The truth is that the ADL’s identification with the Jewish community and its tendency to shed light on uncomfortable truths make the organization an easy mark for those looking to attack Jews but wary of saying so out loud.
“This isn’t actually about the ADL,” Greenblatt told me this week. “As often is the case, we’re simply a stand-in for the Jews or the Zionists.”
“This is not about banning the ADL, per se – though trying to disempower and disarm ADL in this moment of surging antisemitism is deliberate and evil – it’s really about banning the Jews’ ability to defend themselves and trying to make all of us cower, to intimidate us, to make us afraid,” he said.
He’s right.
That the attacks on the ADL are coming from both the far right and hard left perfectly illustrates the bipolar nature of contemporary antisemitism. Long considered the province of the extreme right, Jew hatred today is also rampant in many corners of the progressive left, where Israel and Zionism are scorned with unparalleled fervor.
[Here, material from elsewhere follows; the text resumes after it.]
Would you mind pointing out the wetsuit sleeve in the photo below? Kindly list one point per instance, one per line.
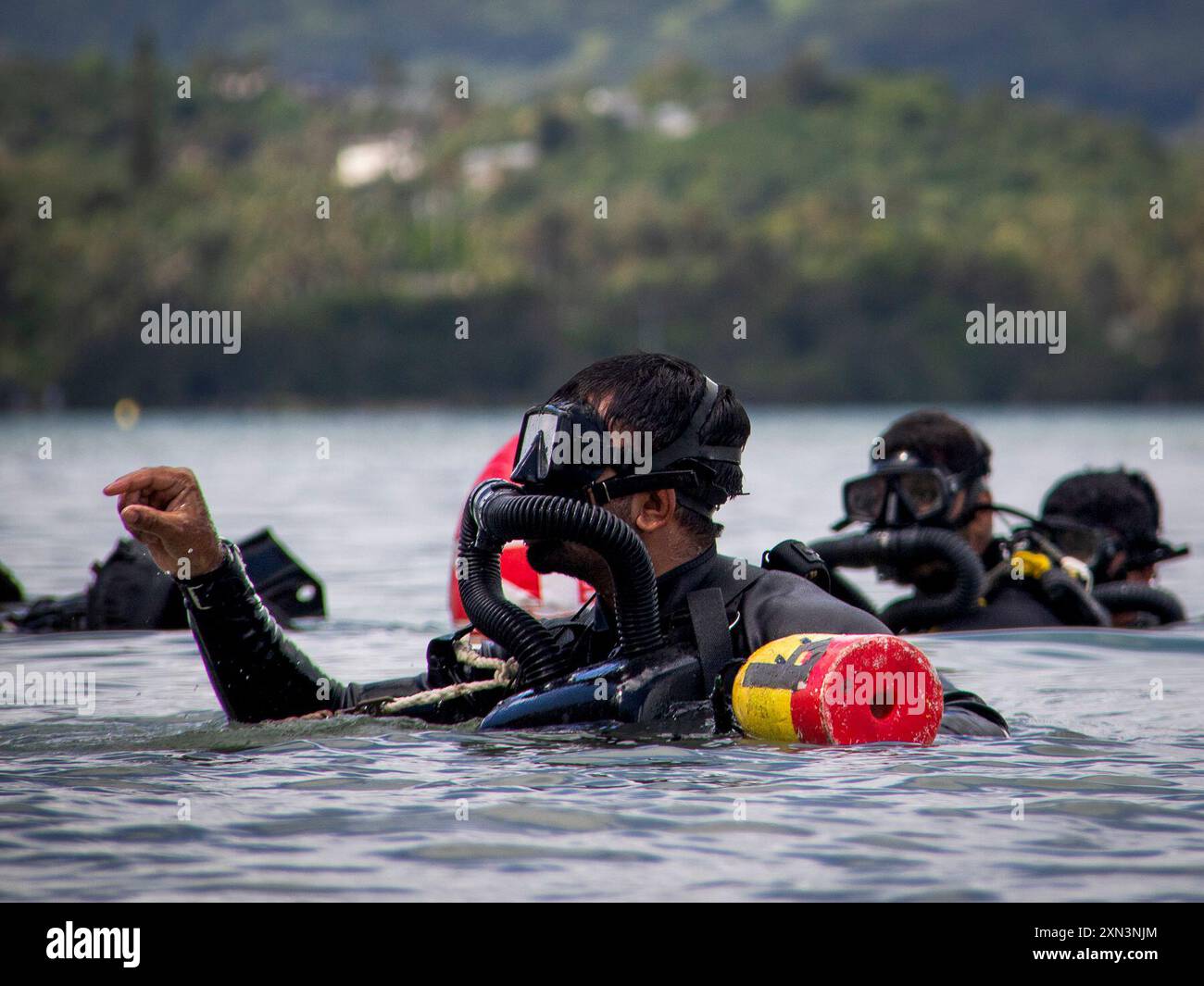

As perhaps the most visible Jewish organization in America, and one that is both unabashed and effective in its advocacy for the Jewish community, the ADL serves as a convenient target for the fire currently being unleashed on it from both extremes of the political map.
The ADL is a totem, a symbol. Just as, to antisemites, Israel is the Jew in national form and George Soros and the late Sheldon Adelson are the embodiment of the Jew in human form, the ADL is the Jew in organizational form – too powerful, too loud, too unwilling to take their abuse lying down.
While no organization is perfect and the ADL has made its share of missteps over the years, the fact that it is being targeted by two parallel campaigns, from the two primary sources of modern-day antisemitism, that share the same goal of silencing and marginalizing it should be the greatest indication that the organization is doing something right.
They attack the ADL because, in their eyes, the ADL represents the Jews. And that should give us every reason we need to support it.